Randy Jones

Personal information
- Born: June 24, 1969 (age 57) Winston-Salem, North Carolina, U.S.

Medal record
Men's bobsleigh
Representing the United States
Olympic Games
| Silver medal – second place | 2002 Salt Lake City | Four-man |
World Championships
| Silver medal – second place | 2003 Lake Placid | Four-man |
| Bronze medal – third place | 1993 Igls | Four-man |
| Bronze medal – third place | 1997 St. Moritz | Four-man |

= Randy Jones (bobsleigh) =

American bobsledder (born 1969)

Randal "Randy" Jones (born June 24, 1969) is an American bobsledder. Jones competed in both the 2-man and 4-man events in four Winter Olympics.

==High school==
Jones attended Robert B. Glenn High School in Kernersville, North Carolina, where he was a standout in both track and football. He was a big part in helping lead the school to a boys NCHSAA 3A/4A track state championship in 1986, winning the 200 m and 4x200 meter relay state championships. He was also named Most Outstanding Performer of the NCHSAA 3A/4A state championship meet. Jones senior year in 1987, he was the NCHSAA 4A state champion in the 100 meter and 200 meter.

==College career==
Jones attended Duke University, where he played football and ran track, while earning a Mechanical Engineering degree. Graduating from Duke in 1991, he still holds five team football records for Duke in kick returns and was also a record-setting track athlete.

==Bobsledding career==
Jones' track coach at Duke convinced him after graduating to try out for the U.S. Bobsled team. Combined with a desire to see the world, Jones accepted the invitation to join the team. He won the National Brakeman and Side Push Championship twice in both 1992 and 1995, along with the World Cup and Overall Championship in 1992–93.

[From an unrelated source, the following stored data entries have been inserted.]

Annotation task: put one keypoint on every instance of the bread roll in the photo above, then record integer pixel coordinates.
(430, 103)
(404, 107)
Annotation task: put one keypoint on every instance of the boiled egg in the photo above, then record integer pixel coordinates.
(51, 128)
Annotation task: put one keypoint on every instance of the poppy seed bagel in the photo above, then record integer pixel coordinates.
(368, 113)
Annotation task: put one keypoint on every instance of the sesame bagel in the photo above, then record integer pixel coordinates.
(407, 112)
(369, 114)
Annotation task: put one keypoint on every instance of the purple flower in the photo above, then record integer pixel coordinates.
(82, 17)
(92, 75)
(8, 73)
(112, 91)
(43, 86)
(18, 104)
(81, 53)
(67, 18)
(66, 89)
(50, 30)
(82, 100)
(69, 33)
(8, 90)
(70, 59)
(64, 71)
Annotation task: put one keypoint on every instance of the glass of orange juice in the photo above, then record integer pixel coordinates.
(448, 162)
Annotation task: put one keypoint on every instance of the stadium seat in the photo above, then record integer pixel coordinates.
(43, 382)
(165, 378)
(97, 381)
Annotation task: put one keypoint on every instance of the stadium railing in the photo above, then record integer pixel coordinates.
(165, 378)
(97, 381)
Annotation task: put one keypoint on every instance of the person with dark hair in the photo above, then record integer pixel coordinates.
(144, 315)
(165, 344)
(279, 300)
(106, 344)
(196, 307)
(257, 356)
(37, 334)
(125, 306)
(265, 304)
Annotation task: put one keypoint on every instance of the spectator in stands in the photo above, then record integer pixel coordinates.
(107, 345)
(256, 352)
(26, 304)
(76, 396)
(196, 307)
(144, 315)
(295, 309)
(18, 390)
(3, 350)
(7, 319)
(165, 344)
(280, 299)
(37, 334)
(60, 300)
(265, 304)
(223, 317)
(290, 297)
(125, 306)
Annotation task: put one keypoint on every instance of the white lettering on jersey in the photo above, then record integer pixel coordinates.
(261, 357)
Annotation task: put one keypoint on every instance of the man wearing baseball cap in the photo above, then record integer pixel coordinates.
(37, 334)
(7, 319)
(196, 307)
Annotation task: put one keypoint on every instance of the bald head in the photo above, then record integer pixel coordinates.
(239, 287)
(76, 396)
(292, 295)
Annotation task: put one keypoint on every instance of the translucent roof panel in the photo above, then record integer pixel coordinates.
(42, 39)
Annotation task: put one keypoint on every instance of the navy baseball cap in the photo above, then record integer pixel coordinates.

Jones made his Olympic debut in 1994 in Lillehammer, finishing 13th in the 2-man event. He came up short in the 1998 Winter Olympics in Nagano as the 4-man team with driver Brian Shimer and pushers Chip Minton and Garrett Hines missed by .02 seconds of winning a bronze medal, finishing fifth.

After winning four World Cup medals, 2002 saw Jones have the best year of his career in bobsledding. At the 2002 Winter Olympics in Salt Lake City, Jones along with driver Todd Hays, won a silver medal in the 4-man event. This marked the first time since 1956 that the United States won a medal in men's bobsledding. Jones also won three medals in the four-man event at the FIBT World Championships with a silver (2003) and two bronzes (1993, 1997).

In 2005-06, Jones' best finish in the World Cup was second at the 4-man event held in Calgary, Alberta, Canada. He was at the 2006 Winter Olympics, but did not run in either competition. Jones is now part of the United States Olympic Committee and is widely considered as the most decorated bobsledder in U.S. history.

==Personal life==
Jones is married to his wife, Cheri Alou, and currently resides in Atlanta, Georgia. Jones and his wife Cheri also have twins, Roman and Marissa, who reside with them in Atlanta, Georgia. Jones currently works as a Technology Director for Omnicom Media Group.